Desde sus inicios, Aira se propuso establecer series con la literatura argentina. Sus dos primeros libros —Moreira (1975) y Ema, la cautiva (1981)— remiten a dos textos fundacionales del siglo XIX: Juan Moreira, de Eduardo Gutiérrez, y La cautiva, de Estaban Echeverría, respectivamente. Pero en Lugones se invierte la apuesta: el centro ya no está puesto en los argumentos y los personajes de ficción sino en la figura del autor. Aunque en La liebre (1991) Rosas sea un personaje como también lo es Rugendas en Un episodio en la vida del pintor viajero (2000), pareciera que, al menos en materia de literatura argentina, el paso del siglo XIX al XX le exigiera a Aira esta clase de viraje hacia el autor, que además contiene otra inversión en sí misma: en nuestro país la literatura va a dejar su carácter programático y comenzará su romance más estricto con la ficción sólo una vez que el siglo XIX haya quedado atrás. Es como si para Aira, al desembarcar en el siglo XX, indefectiblemente nos tropezáramos —igual que Lugones al llegar a la isla del Tigre— no con la ficción sino con su urdimbre. “Hay cosas que sólo pueden pasar en la realidad”, se advierte al comienzo.

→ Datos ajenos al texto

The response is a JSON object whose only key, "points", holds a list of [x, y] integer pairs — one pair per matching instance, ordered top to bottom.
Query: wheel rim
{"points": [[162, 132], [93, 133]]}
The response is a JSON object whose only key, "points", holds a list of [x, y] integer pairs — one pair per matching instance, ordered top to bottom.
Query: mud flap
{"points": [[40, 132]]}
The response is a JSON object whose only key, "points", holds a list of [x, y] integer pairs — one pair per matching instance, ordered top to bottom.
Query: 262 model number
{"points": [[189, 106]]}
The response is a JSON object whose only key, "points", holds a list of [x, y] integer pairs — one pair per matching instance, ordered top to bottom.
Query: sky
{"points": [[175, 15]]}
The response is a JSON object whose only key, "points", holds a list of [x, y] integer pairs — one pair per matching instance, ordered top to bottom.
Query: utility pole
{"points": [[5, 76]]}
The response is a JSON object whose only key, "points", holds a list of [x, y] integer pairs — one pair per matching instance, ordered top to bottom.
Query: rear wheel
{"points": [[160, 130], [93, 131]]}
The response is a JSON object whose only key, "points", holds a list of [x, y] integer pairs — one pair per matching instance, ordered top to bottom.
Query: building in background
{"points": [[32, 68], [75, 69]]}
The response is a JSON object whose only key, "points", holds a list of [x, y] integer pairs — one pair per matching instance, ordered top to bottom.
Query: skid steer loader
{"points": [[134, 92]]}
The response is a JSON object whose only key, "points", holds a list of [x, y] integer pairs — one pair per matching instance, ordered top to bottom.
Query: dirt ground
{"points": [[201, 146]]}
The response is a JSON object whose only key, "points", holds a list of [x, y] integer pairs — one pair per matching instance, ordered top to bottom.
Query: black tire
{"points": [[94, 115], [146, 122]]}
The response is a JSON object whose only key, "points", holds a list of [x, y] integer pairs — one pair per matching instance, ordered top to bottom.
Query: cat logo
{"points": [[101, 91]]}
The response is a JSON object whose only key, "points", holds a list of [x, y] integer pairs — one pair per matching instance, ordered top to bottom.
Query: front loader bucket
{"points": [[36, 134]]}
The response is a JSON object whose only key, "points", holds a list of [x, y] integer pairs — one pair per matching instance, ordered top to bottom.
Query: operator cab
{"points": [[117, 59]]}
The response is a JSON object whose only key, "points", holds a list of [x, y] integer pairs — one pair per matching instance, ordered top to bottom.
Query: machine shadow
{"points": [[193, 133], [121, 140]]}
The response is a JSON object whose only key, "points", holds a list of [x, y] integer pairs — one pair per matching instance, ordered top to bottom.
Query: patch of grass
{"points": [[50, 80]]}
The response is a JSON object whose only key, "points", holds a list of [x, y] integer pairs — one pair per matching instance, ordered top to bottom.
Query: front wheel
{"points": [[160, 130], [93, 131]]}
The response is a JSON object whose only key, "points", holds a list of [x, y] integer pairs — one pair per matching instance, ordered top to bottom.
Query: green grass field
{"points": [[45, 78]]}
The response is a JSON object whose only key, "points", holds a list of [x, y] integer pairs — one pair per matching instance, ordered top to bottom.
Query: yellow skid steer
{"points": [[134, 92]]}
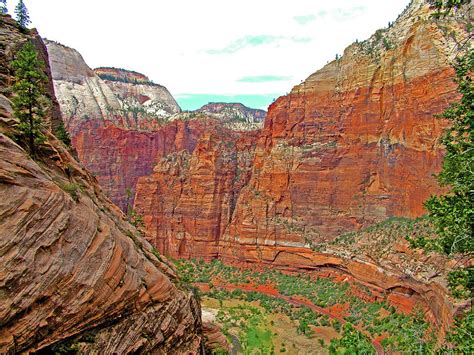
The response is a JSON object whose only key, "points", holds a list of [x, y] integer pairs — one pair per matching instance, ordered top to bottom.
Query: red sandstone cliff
{"points": [[354, 144], [71, 267]]}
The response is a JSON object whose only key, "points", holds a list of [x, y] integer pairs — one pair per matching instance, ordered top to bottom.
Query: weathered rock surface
{"points": [[120, 97], [235, 115], [122, 124], [354, 144], [188, 200], [71, 267]]}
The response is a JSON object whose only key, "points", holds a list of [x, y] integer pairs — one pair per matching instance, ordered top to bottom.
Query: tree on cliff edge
{"points": [[3, 6], [22, 16], [30, 102]]}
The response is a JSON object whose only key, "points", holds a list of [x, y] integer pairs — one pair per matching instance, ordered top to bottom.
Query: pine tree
{"points": [[3, 6], [22, 16], [30, 102], [453, 213]]}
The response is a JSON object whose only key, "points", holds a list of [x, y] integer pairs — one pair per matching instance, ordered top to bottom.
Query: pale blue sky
{"points": [[212, 50]]}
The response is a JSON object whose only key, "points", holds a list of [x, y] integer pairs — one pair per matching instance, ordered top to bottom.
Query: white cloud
{"points": [[170, 40]]}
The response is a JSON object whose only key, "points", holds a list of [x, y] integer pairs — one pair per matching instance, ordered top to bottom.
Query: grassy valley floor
{"points": [[267, 312]]}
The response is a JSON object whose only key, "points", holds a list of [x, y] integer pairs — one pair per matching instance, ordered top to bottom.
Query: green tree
{"points": [[3, 6], [22, 16], [30, 102], [453, 213]]}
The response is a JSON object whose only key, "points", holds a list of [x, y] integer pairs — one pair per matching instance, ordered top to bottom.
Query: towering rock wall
{"points": [[110, 121], [122, 124], [356, 143], [189, 199], [71, 267]]}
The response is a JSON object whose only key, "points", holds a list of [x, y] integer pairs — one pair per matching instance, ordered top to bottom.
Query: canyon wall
{"points": [[122, 124], [354, 144], [71, 267]]}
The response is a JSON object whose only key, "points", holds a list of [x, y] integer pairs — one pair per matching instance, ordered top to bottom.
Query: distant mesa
{"points": [[234, 110]]}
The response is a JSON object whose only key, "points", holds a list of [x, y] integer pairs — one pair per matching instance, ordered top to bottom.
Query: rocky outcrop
{"points": [[12, 40], [123, 98], [235, 115], [110, 121], [122, 124], [357, 142], [354, 144], [118, 157], [189, 199], [72, 270]]}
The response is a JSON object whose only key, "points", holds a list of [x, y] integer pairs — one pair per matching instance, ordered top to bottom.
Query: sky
{"points": [[249, 51]]}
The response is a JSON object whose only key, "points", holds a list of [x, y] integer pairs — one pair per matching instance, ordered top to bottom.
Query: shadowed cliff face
{"points": [[70, 265]]}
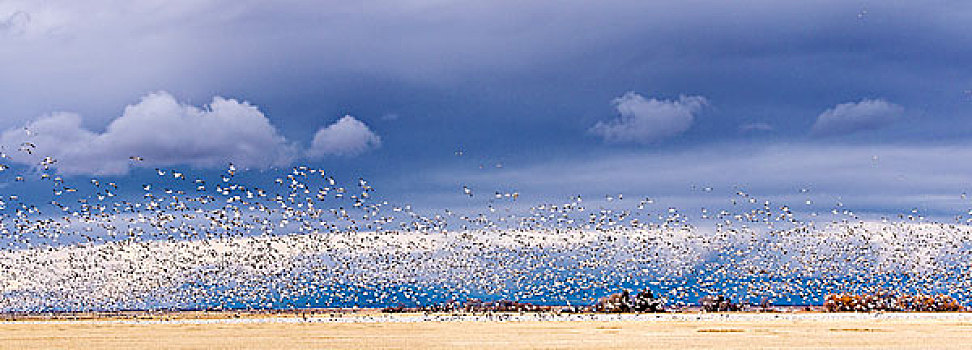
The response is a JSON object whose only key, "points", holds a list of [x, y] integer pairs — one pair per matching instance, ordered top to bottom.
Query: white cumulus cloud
{"points": [[851, 117], [648, 120], [158, 129], [346, 137]]}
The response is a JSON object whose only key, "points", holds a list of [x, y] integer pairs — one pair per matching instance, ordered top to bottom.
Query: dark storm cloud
{"points": [[502, 80]]}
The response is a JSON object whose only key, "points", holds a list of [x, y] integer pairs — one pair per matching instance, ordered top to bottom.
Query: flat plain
{"points": [[812, 330]]}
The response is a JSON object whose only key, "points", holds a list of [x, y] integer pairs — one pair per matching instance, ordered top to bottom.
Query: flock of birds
{"points": [[305, 240]]}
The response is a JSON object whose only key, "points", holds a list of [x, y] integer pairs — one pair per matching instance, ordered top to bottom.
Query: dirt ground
{"points": [[871, 334]]}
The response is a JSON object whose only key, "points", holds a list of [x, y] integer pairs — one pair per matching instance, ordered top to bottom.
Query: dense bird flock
{"points": [[305, 239]]}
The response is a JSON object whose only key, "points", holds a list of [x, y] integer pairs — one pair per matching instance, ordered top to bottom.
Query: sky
{"points": [[858, 104]]}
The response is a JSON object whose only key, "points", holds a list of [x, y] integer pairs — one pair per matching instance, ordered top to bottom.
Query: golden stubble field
{"points": [[709, 334]]}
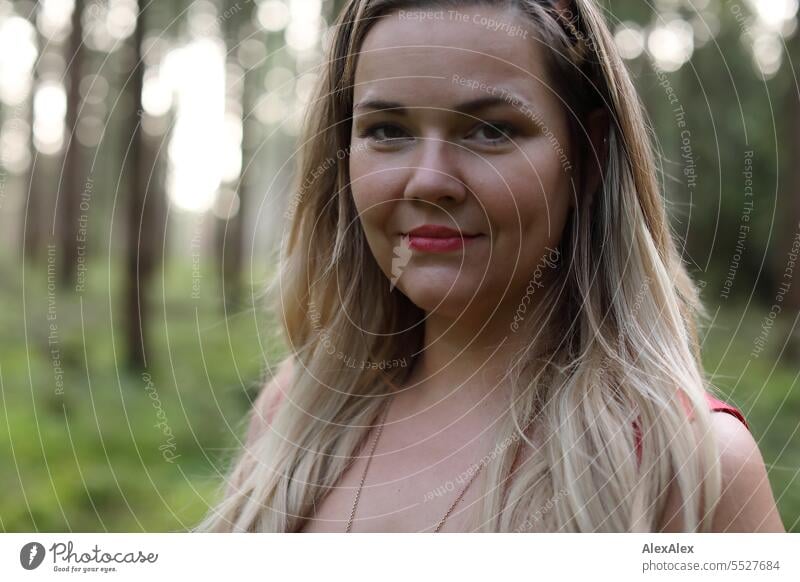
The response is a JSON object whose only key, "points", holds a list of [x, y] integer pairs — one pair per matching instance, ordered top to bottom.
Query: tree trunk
{"points": [[73, 175], [141, 250]]}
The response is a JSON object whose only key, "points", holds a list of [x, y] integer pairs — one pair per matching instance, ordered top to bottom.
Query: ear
{"points": [[596, 152]]}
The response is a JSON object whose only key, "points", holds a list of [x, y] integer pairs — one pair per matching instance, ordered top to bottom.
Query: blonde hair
{"points": [[609, 389]]}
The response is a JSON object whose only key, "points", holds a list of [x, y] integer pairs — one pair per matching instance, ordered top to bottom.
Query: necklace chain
{"points": [[440, 524]]}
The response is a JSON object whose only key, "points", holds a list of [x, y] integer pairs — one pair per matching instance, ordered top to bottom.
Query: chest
{"points": [[410, 485]]}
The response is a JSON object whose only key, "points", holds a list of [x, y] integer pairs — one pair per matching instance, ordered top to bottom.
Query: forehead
{"points": [[429, 57]]}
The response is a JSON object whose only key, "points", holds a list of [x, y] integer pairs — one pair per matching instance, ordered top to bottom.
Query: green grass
{"points": [[89, 459]]}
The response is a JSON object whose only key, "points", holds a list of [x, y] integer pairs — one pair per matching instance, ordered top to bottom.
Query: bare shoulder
{"points": [[268, 400], [746, 503]]}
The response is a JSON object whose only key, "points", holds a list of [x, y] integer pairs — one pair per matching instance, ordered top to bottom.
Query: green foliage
{"points": [[94, 458]]}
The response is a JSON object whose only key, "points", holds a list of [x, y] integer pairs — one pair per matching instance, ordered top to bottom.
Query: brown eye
{"points": [[385, 133], [493, 133]]}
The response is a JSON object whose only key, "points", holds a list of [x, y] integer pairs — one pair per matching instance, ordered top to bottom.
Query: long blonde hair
{"points": [[610, 391]]}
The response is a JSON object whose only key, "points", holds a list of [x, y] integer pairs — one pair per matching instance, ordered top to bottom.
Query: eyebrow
{"points": [[467, 107]]}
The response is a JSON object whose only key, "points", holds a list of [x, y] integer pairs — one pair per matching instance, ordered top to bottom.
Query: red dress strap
{"points": [[714, 404], [717, 405]]}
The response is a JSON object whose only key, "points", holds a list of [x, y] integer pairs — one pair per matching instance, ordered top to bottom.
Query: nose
{"points": [[435, 174]]}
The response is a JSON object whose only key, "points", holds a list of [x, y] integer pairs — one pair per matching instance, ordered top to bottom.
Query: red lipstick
{"points": [[434, 238]]}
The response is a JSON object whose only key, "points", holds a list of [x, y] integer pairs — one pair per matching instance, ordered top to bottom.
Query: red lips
{"points": [[437, 231], [434, 238]]}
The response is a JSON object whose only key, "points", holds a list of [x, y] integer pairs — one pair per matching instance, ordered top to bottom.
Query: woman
{"points": [[491, 327]]}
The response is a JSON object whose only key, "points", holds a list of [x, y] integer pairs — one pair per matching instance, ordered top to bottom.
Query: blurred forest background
{"points": [[146, 157]]}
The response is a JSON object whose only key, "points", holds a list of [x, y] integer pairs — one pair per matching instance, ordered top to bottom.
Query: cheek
{"points": [[372, 188], [527, 200]]}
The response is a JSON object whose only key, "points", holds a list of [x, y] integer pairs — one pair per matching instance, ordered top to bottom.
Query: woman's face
{"points": [[456, 125]]}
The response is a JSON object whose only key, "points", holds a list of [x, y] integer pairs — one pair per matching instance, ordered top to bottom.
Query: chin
{"points": [[440, 296]]}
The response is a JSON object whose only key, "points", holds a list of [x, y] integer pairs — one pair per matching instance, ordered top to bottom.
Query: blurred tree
{"points": [[238, 33], [74, 170], [145, 215], [34, 226]]}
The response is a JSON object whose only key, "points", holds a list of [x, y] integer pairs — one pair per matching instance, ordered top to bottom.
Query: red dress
{"points": [[714, 404]]}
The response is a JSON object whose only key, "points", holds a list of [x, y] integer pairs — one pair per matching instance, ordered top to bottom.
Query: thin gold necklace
{"points": [[366, 468]]}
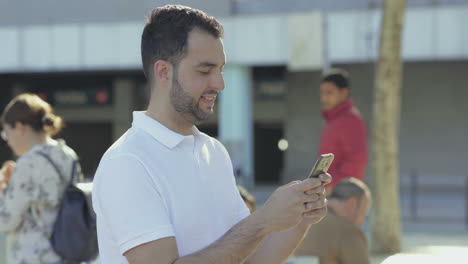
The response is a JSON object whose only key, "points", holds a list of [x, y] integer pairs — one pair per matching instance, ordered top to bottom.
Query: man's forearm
{"points": [[278, 246], [234, 247]]}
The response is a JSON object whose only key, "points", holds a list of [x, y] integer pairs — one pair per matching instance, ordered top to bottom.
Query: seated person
{"points": [[338, 239]]}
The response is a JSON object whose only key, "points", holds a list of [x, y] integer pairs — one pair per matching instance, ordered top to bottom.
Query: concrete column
{"points": [[124, 102], [236, 121]]}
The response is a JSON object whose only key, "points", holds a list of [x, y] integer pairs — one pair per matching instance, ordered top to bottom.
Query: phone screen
{"points": [[321, 165]]}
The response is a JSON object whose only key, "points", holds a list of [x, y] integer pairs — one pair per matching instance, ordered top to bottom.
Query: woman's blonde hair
{"points": [[30, 109]]}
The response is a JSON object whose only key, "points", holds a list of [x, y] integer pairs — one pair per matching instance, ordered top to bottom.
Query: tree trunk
{"points": [[386, 225]]}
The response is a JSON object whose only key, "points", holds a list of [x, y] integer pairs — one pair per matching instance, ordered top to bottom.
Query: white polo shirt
{"points": [[154, 183]]}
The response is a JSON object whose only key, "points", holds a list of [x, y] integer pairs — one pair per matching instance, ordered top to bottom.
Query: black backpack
{"points": [[74, 235]]}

Y hablando de tropiezos y comienzos, Lugones empieza como termina El juguete rabioso: con un tropiezo. El final de un personaje de ficción (Astier), creado por Arlt (un paria literario como el narrador secreto de la novela de Aira), se traslada al principio del fin de nuestro escritor nacional (Lugones). Como es sabido, el 18 de febrero de 1938 Leopoldo Lugones se suicidó en un retiro del Delta llamado El Tropezón. Aira vuelve explícito este significante y se vale de un tropezón “real” para trastocar la historia. En principio, el Lugones de Aira planea quitarse la vida con un revólver en lugar de con cianuro, pero no bien pone un pie en la isla, tropieza y el arma se dispara junto con la acción. A diferencia de otras novelas de Aira en las que la narración más o menos realista es atacada por el delirio, en Lugones el desborde está al comienzo, junto con ese tiro de largada. Lo que sigue es la dilación indefinida de ese suicidio que, por supuesto, nunca sucede o sucede por otros medios. “Lo elástico siempre busca el espacio disponible para realizar su elasticidad, es decir para ser”, se dice del patito imaginario con el que Aira pone a jugar a su Lugones en una bañadera. Es el principio constructivo de esta novela que hace del elástico suicidio de Lugones su condición de posibilidad.
César Aira, Lugones, Blatt & Ríos, 2020, 184 págs.